Known as the “Seven New Wonders of the World”, it is also regarded as the “world cup” of wildlife. Spanning an impressive circular and scenic trek, it is the most spectacular and largest movement of animals. Every year, over a million wildebeest and thousands of gazelles and zebras make their way to the Maasai Mara National Reserve in Kenya from one of the most well-known national parks on Earth, Tanzania’s Serengeti National Park, and back.

Since this particular wildlife migration is renowned for being dynamic and unpredictable, on this post, we are sharing some useful information on when and where you ought to go so you can make the most of your wildlife adventure of a lifetime!

 

The Wildebeest Migration: An Animation. Video credit: Go2Africa Safari YouTube Account

 

Before planning a migration safari, it’s important to understand that the exact timing of the animals’ movement is difficult to predict. As it’s a dynamic and ever-changing event, many travelers that have observed this migration more than once would agree that no two years unravel the same way.
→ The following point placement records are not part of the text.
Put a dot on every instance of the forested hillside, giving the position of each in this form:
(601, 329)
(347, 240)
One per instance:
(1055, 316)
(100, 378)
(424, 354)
That said, it has been established that the weather or more specifically, the amount of rainfall in the Serengeti region is an influential element of the migration. For example, if rainfall is scarce and sources of food and water are depleted more rapidly than usual this year, the animals may make their move earlier than expected. 

 

Zebras among a large herd of wildebeest during an annual migration

 

As the migration cycle takes a full year to complete, you can technically catch a glimpse of it throughout the year. However, since the animals migrate across a huge distance, some things that you may be hoping to see such as the mass birthing of calves or the river crossing occur only during specific months and regions. Here’s a general guideline, which we have grouped into two sections, that you may find useful: 

 

The Migration in Tanzania (Serengeti)

 

  • December – March: If you’d like to observe large populations of wildebeest, look no further than their home, the Serengeti plains. Here, you will also be able to spot other grazing animals such as zebras and gazelles that are often found migrating alongside the wildebeest. The January – March period is usually when the mass birthing of wildebeest calves takes place. As calves make easy victims for predators, you will also likely to find an abundance of lions, hyenas, leopards and cheetahs lurking nearby.
  • April – May: Depending on the amount of rainfall the region receives, groups of animals may already be making their moves to migrate west and north of the Serengeti to seek for greener plains and woodland. Heavy rainfall often makes it difficult to follow the movement of the animals as the roads become very muddy and tricky to navigate. Hence, these months may not the ideal time to go.
  • Late May – Early July: This period is usually when the Great Migration begins and the western Serengeti makes the best location to observe the movement. As rainfall stops, the animals start moving to the north and join other herds, forming a much larger herd. It is also considered the wildebeest’ usual mating season.
  • July: At some point during this month, the herd is likely to have reached one of the migration’s biggest obstacles – The Grumeti River, which the animals would have to cross to continue their journey to Kenya. Crossing this river can be dramatic and presents a huge challenge thanks to its depth as well as the abundance of crocodiles. As it is a highly risky crossing, some may fall prey to the river and/or predators and would not make it to the other side. 

 

The highly risky river crossing a huge challenge for the wildebeest

Image credit: MaraSidaiCamp.com

 

The Migration in Kenya (Maasai Mara)

 

  • July – August: Once they’ve successfully crossed the river, the animals would continue their journey to the north towards Kenya’s Lamai Wedge and The Mara Triangle. Before reaching their final destination, they would need to make another dangerous river crossing at The Mara river where more crocodiles and other predators await them.
  • September – November: By this time, the herds would have reached the lush Maasai Mara plains. Here, you’ll find a plethora of wildebeest, zebras, and gazelles happily grazing, under the watchful eyes of their predators. If you’re looking to spot lots of wildlife species during one trip, we highly advise for you to go during this period.
  • November – December: As the rain starts to fall in Tanzania, the herds will begin to make their long journey back home to the Serengeti.